Inside, I am alone.  I am surrounded by silence…except when Zoe and Hannah alert me to a bird flying by, a squirrel in the yard or to the arrival of my mail.  Or perhaps a rabbit has invaded their yard.  Mostly, I listen to the refrigerator hum.  The heater kicking on and off.  A jet as it flies overhead on the way to some distant airport.  The keys of my computer click and the hard drive hums quietly.  Occasionally, sirens wail as the fire trucks or ambulance rush by on the main road closest to my house.  At certain times of the day, I can hear a low, muted roar from distant traffic. There is no laughter.  No conversation.  The click of doggie toenails on the tile or their paws as they pad on the carpet behind me are the only other footsteps in my life.  There is no hand reaching out for mine.  No welcome hugs.  Excited dogs bring much needed life to my otherwise bleak reality.  I try to make that be enough.
My reality threatens to swallow me whole.  I fight the darkness.  I want to see.  I want to live.  But life laughs in my face and runs away into the fog.  It remains always just out of my reach.  So elusive.  Unattainable.  It’s a beautiful day and I can’t see it.  I can’t reach it.  Can’t touch it.  There is so much pain.  So much brokenness.  So many regrets.
It’s a beautiful day.  But I am alone.  It’s a beautiful day.  But I am without hope.  Without connections.  Terrified.  It’s a beautiful day.  But my soul has been nearly destroyed by childhood abuse and rejection.  By isolation.  It’s a beautiful day, but my heart is heavy, shattered, hurting.  I am unloved.  Unwanted.  It’s a beautiful day, but I have nothing to look forward to.  More struggles.  More loss.  More pain.  It’s a beautiful day, but I can’t see it.  My eyes strain to find the beauty.  I try to make the tiny things big enough to give me a reason to go on.  Yet I am overwhelmed by my wounds.  By emptiness.  By devastation. 
There is no magic pill for me.  Nothing alleviates the darkness of my world.  Nothing opens a door.  Nothing seems able to set me free. I have tried everything I know to try and done everything I know to do.  But still, I cannot see.

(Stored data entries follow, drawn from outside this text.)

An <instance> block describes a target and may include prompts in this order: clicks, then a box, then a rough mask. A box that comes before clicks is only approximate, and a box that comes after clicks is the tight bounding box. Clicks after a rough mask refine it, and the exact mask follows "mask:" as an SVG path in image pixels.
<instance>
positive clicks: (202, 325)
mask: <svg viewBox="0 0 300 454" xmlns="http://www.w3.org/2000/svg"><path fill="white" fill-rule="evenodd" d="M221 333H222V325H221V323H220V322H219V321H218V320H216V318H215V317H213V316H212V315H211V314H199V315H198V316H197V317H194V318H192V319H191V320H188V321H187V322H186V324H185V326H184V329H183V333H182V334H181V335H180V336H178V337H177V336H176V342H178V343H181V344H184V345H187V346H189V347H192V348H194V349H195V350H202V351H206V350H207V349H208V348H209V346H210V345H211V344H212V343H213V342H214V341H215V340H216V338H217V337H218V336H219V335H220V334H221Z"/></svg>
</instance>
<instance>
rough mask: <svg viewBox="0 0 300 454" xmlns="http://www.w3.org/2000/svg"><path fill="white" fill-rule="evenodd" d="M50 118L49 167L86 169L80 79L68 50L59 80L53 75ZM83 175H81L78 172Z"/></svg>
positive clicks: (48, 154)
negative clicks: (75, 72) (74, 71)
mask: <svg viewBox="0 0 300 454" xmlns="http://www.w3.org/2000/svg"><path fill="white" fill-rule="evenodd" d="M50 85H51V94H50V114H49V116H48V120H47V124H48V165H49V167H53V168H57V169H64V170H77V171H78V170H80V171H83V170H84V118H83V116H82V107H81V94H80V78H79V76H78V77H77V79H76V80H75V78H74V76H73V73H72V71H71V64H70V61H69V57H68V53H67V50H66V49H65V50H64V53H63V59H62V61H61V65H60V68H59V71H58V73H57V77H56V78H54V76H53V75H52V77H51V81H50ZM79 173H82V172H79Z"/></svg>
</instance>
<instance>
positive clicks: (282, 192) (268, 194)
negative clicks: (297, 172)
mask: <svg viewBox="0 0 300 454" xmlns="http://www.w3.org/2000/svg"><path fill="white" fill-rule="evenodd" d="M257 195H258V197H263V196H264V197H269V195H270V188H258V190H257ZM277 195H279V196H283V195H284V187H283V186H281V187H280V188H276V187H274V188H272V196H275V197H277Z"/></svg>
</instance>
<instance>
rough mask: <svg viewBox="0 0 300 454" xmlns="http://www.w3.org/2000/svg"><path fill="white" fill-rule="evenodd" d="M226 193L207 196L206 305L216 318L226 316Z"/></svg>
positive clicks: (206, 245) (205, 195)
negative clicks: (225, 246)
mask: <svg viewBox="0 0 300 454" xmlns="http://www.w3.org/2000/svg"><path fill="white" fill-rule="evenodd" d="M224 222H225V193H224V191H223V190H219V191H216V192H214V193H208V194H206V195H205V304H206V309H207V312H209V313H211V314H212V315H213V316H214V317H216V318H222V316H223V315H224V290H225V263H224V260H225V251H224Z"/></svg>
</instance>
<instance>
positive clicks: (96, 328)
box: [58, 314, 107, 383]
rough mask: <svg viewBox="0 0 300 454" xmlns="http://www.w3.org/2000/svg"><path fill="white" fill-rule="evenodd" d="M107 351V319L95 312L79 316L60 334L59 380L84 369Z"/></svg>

There is no way to write the sign in a nicer, prettier way; to say something profound that will evoke the help I need from those who pass through my shattered world.  My dilemma can’t be solved by coins tossed in a can.  Although the money would certainly help, no sum can solve my problems, allow me to escape this suffocating isolation or heal my broken heart.  The crowds pass me by without seeing me…as blind to my darkness and need as I am to the sunshine through which they walk.  We exist on different plains.  In different dimensions.  There is no portal through which I can cross over to the warmth and caring of their world.  No surgeon can repair the damage.  No psychiatrist or psychotherapist can put my fragmented soul back together again.  I haven’t any second chances.  No miracles appear to be waiting in the wings.  It’s a beautiful day and I can’t see it.  Can’t touch it.  Can’t get there from here.
There are things that could make a difference.  There are people who could as well.  But I don’t live in their world and they don’t want to believe in the existence of mine. It’s too harsh and cold in this place where I exist.  I would cause them too much inconvenience. Too much trouble.  I am never worth the effort.  The expense.  The love.  My flaws have robbed me of value.
I don’t mean to cast a dark shadow across their path. I don’t expect them to acknowledge me or throw a few coins in my direction.  No one has to read my sign as I sit, lost, empty, hurting.  I realize I am not their problem and they bear no responsibility here.  I am but a speck in the eye, easily blinked away.  The help I need is far beyond what most are capable of giving.
It’s a beautiful day.  I can’t see it.  I long to be set free.  But I can’t find the words that will magically make everything change.